Several observations are in order. First, this method can result in human interpretable components in some cases, but not always. For example, the third component in the svhn image is clearly capturing digits, however, first and second components are capturing some abstract texture or lighting related information. Similarly, second component of the bird is clearly focusing on the color, but first one is capturing some abstract shape information.

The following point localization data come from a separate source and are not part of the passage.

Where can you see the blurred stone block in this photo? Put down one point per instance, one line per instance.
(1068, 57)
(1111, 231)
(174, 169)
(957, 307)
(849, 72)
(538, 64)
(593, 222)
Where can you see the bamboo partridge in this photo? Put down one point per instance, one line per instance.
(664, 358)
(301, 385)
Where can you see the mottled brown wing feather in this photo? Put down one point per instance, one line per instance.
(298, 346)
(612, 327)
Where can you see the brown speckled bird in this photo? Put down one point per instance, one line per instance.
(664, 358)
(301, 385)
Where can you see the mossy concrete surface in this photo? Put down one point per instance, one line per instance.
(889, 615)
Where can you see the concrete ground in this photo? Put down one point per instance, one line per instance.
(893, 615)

This score decomposition forces us to rethink the definition of components of an image. In classical works, disentanglement has been seen as some kind of statistical property of the distribution and methods were proposed to enforce such statistical pattern, for example, independence. Here, however, we see that components could capture interesting pattern that may or may not be independent or interpretable. We can certainly say that the three components are different, but at the same time capture something about the input image. Therefore, they are different disentangled components. Yet, they may or may not possess statistical independence property or complete human interpretability.

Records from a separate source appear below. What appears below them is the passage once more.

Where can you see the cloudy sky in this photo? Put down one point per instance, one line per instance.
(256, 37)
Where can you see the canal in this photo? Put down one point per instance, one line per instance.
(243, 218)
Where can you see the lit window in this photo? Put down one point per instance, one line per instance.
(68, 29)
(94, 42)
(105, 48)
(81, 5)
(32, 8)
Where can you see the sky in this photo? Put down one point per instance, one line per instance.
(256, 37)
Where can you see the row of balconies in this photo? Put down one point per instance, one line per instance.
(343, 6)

We manipulate images using these learned components, with the help of an unconditional score function. In Fig.3, we retain two components untouched while we linearly interpolate one component with the unconditional score function to generate images. That is, if $s^{(1)},s^{(2)},s^{(3)}$ are three components, we generate image with the following score function:

$\displaystyle s_{\alpha}^{interp}=(\alpha*s^{(1)}+s^{(2)}+s^{(3)})/3+(1-\alpha)s_{u}/3$

(15)

In Fig.3, we observe that the first component is associated with the background information and less in the church building. When this component is interpolated, we see that the information like yellow color (related to second component) and building architectures (related to third components) are preserved. As we go from $\alpha=1$ to $\alpha=0.1$, we see that the image changes while preserving the yellow color of the church and with different building architectures, but it changes the tree and the background making it more diverse. At $\alpha=0.1$, we see that a lot of tree has been removed and replaced with something else to create diverse background setting.

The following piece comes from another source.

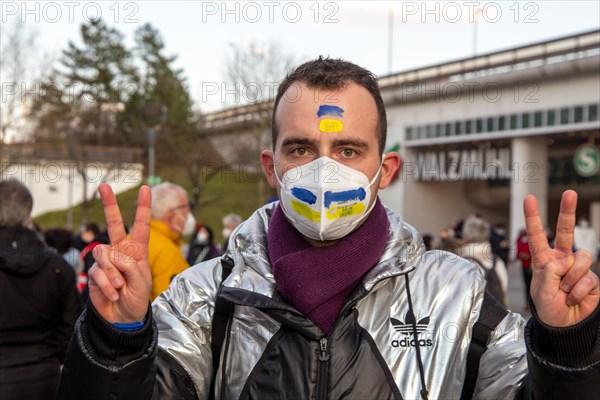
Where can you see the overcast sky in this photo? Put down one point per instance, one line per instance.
(423, 33)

In Fig.4, we observe similar effect. The first component is changed in second row while retaining second and third component. From the first row, it is clear that the first component is associated with smile. Hence, as we go from $\alpha=1$ to $\alpha=0.1$, the sample images are more diverse in terms of smile. At $\alpha=0.1$, we see a few instances where the mouth is even closed.

Similarly, in Fig.5, we change second and third component while retaining the first one. Here also, the first component is associated with the smile while second and third are associated with shape features and hair. We fix the first component and interpolate second and third component as follows:

$\displaystyle s_{\alpha}^{inter}=\frac{(\alpha*(s^{(1)}+*s^{(2)})+s^{(3)})}{3}+\frac{2(1-\alpha)s_{u}}{3}$

(16)

In doing so, when we go from $\alpha=1$ to $\alpha=0.1$, smile is preserved while other features change. Hence, we see image with a lot of diversity in terms of shape, color and hair while preserving smile as we go towards $\alpha=0.1$.

In Fig.6, we tune the weight of two score components $s^{(1)}$ and $s^{(2)}$. When the $s^{(2)}$ is weighted heavily, the greenish hue and the corresponding shape of the church are dominating. As we moved more heavily towards $s^{(1)}$, we started seeing more of a mix between $s^{(1)}$ and $s^{3}$.

Fig.7 compares five components against three components learned in Cifar10 dataset. Components 4, 5 and 1 in five components are similar to the three in first row. However, Component 3 in second row is different and seems to capture the colored pattern with shape in the middle.